The Hidden Environmental Cost of Generative AI

Until OpenAI’s launch of ChatGPT in November 2022, generative artificial intelligence seemed foreign and futuristic to most people. Since then, its widespread adaptation has been transformational – individuals and industry alike, have integrated AI mechanisms into general use, further propelling digital industrial technology and ‘Industry 4.0’. However, this rapid change comes with grave environmental consequences, contributing to rising greenhouse gas emissions, skyrocketing energy demands, increased electrical waste and freshwater depletion.

GenAI has been hailed as a game changer for improving efficiency and reducing human error, based on innovation previously thought unachievable. JP Morgan Research estimates it may increase the world’s GDP by up to 10%, yet critical voices point out the real-life trade-offs that such possibilities are based on. MIT’s Climate & Sustainability Consortium warns of the environmental impacts that go hand in hand with training these generative models, for example, AI’s increased need for electricity and computing power which has led to further resource depletion. Sam Altman himself, OpenAI’s CEO and co-founder, has admitted that AI’s energy needs are ‘vastly greater than expected’ and would be unsustainable without a breakthrough.

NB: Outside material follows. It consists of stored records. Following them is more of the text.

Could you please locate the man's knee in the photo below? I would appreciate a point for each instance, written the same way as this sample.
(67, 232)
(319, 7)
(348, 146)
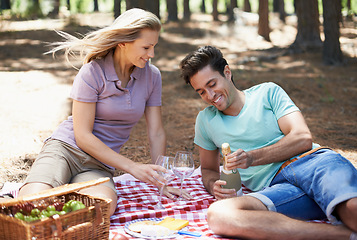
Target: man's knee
(221, 212)
(216, 216)
(347, 211)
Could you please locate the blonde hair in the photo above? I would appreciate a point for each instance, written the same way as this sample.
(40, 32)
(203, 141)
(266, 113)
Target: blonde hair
(96, 44)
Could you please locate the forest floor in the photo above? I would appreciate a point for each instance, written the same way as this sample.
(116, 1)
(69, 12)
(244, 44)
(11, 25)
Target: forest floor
(35, 87)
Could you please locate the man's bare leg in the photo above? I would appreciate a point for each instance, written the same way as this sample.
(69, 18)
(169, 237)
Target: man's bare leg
(247, 217)
(347, 211)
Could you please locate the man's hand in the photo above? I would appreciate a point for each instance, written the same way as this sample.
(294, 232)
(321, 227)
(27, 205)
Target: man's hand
(239, 159)
(222, 193)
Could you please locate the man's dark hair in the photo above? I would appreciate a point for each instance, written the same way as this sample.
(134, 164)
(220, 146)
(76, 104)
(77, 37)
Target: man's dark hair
(197, 60)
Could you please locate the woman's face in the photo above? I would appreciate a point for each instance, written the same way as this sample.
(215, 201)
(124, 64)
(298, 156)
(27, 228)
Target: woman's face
(141, 50)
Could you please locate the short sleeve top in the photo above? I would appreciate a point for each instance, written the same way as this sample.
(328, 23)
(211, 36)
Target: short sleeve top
(118, 109)
(256, 126)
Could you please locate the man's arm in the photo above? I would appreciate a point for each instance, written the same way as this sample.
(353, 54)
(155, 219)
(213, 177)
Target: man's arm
(297, 140)
(210, 162)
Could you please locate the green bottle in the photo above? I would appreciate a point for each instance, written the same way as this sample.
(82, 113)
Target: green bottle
(232, 177)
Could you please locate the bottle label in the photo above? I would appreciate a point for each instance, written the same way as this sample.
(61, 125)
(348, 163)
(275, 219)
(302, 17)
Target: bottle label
(234, 171)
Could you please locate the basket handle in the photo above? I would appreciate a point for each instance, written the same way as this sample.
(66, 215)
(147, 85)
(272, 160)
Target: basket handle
(58, 233)
(98, 215)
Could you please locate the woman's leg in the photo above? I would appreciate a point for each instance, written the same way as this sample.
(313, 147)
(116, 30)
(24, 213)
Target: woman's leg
(101, 191)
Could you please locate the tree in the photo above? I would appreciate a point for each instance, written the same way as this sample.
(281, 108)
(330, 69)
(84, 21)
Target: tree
(231, 4)
(247, 7)
(55, 11)
(332, 54)
(5, 4)
(308, 27)
(154, 7)
(117, 8)
(172, 10)
(96, 7)
(186, 10)
(203, 6)
(279, 7)
(34, 10)
(215, 10)
(263, 23)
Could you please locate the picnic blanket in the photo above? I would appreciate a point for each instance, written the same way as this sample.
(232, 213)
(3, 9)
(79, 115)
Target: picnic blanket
(136, 200)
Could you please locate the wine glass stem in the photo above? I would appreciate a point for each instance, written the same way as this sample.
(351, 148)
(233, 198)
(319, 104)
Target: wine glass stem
(161, 190)
(181, 188)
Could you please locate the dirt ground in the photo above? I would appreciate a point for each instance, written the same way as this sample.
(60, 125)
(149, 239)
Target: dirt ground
(35, 87)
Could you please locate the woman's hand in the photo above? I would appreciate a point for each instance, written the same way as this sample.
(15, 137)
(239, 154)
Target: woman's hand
(148, 173)
(170, 192)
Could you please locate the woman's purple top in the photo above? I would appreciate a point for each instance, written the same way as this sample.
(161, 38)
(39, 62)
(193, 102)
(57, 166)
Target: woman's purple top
(117, 109)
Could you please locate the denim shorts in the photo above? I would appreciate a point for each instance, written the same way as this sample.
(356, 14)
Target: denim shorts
(311, 187)
(59, 163)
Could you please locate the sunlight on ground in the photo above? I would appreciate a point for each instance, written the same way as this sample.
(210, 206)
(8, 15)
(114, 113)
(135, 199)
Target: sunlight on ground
(32, 106)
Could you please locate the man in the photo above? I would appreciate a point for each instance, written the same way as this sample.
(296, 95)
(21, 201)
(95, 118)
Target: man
(265, 128)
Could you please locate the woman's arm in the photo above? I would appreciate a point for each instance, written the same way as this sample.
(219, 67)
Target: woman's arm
(83, 121)
(156, 132)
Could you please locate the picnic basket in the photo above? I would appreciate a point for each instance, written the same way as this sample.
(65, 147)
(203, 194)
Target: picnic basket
(91, 222)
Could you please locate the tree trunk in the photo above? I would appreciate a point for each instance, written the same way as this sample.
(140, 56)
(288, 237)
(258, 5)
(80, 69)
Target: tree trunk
(263, 23)
(186, 10)
(279, 7)
(35, 10)
(154, 7)
(117, 8)
(332, 54)
(215, 10)
(308, 27)
(247, 7)
(172, 10)
(349, 10)
(55, 11)
(5, 4)
(203, 6)
(96, 7)
(230, 9)
(131, 4)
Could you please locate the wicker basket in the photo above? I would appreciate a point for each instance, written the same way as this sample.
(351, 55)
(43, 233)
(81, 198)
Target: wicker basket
(91, 222)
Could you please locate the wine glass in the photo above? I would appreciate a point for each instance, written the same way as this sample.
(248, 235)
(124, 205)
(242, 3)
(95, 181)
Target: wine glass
(183, 166)
(167, 163)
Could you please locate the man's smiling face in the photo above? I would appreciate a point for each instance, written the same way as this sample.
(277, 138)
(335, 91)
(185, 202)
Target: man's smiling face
(213, 88)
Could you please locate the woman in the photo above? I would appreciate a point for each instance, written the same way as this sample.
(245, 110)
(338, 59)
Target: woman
(113, 89)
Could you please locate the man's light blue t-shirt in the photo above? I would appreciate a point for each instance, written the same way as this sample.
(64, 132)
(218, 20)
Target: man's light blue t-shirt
(256, 126)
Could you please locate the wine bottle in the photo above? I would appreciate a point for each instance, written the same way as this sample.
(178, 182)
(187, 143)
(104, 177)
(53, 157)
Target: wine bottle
(232, 177)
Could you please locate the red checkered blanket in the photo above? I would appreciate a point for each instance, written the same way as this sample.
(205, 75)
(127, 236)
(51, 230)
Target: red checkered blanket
(136, 200)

To understand AI’s carbon footprint, a solid grasp of the mechanism behind it is essential. When we type something into Google’s multimodal chatbot Gemini or use ChatGPT, the output generated within seconds is dependent on the energy and emissions that went into training the underlying algorithm, the manufacturing for the necessary equipment, as well as the energy needed to process our query. Computer scientist Kate Saenko has presented the public with a general rule: the more powerful an AI tool is, the more energy it consumes. However, in terms of total emissions, this rule does not factor in a variety of different indicators. Google research indicates that the carbon footprint associated with training an AI model of the same size can vary drastically – by as much as 100 to 1000 times – depending on the choice of Deep Neural Network algorithm, data centre, and processor type.

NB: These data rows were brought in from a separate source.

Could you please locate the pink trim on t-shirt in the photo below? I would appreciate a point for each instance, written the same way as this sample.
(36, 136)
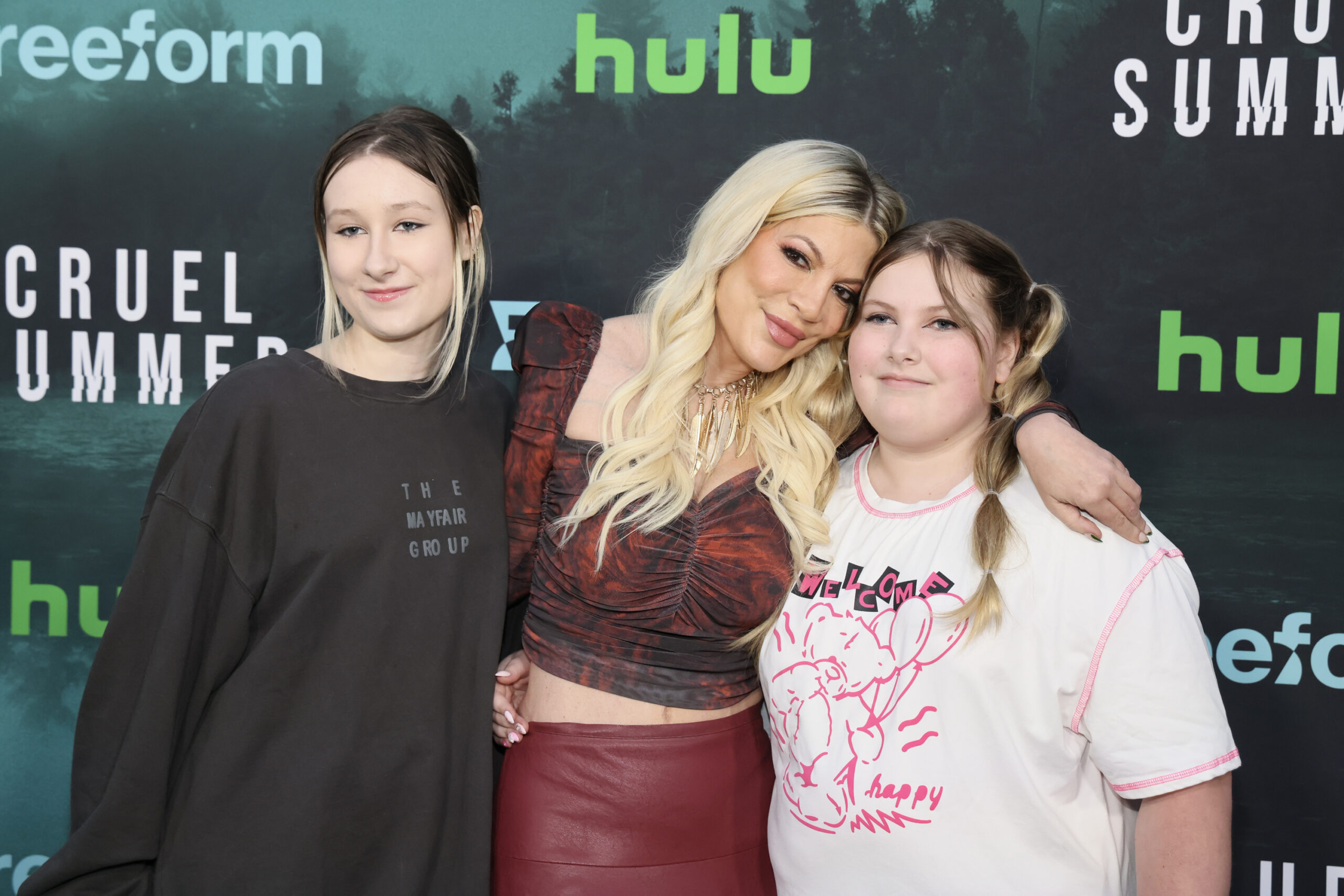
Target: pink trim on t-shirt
(1110, 624)
(1177, 775)
(885, 515)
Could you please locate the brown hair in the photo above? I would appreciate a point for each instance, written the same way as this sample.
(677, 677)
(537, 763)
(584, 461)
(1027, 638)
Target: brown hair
(433, 150)
(1018, 305)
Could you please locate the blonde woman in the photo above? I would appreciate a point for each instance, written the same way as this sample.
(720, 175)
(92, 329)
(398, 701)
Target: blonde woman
(291, 691)
(970, 698)
(667, 477)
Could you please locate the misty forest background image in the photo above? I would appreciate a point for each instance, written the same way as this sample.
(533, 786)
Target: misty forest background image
(999, 113)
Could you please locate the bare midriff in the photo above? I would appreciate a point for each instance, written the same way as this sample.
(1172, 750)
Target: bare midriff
(553, 699)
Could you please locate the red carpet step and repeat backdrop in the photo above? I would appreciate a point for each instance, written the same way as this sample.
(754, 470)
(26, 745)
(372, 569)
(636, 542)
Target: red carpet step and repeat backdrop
(1174, 166)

 Currently the configuration of every AI model requires thousands of megawatt hours of electricity. GPT3 alone produced more than 500 tons of carbon dioxide, and with the need for constant retraining and development of different specialised models, up to 6% of the entire United States’ electricity consumption may be used for the data centres driving AI by 2026. From now until 2026, AI’s energy needs are set to increase by at least ten times the current level, putting further pressure on our energy grids – that is more than all of Belgium uses in a year. Additionally, cooling AI systems’ processors requires enormous amounts of freshwater. Water use is projected to reach up to 6.6 billion m³ by 2027. While the frequency and severity of droughts increase globally, most of the water used for AI is simply ‘lost’ after evaporating into the atmosphere.

Climate change and resource depletion affect everyone, however, they do so unequally. Vulnerable communities bear a disproportionate burden extending beyond those living near data centres that consume their freshwater or regions left with its electronic waste. Generative AI’s benefits are not equally shared either, as some gain from increased efficiency while others face the brunt of the consequences. AI’s negative environmental effects are also set to amplify social stressors and to further fuel disproportionate negative health and environmental outcomes.

Neither downplaying GenAI’s environmental costs nor waiting for a miraculous technological fix, as Sam Altman or other Silicon Valley voices suggest, are viable options. Instead, sustainability must be embedded directly into GenAI development. By adopting research-backed practices for reduced environmental harm and aligning AI with digital decarbonisation, AI’s environmental burden can be reduced. However, this can only start to happen once stronger regulation and a clearly defined code of ethics is implemented.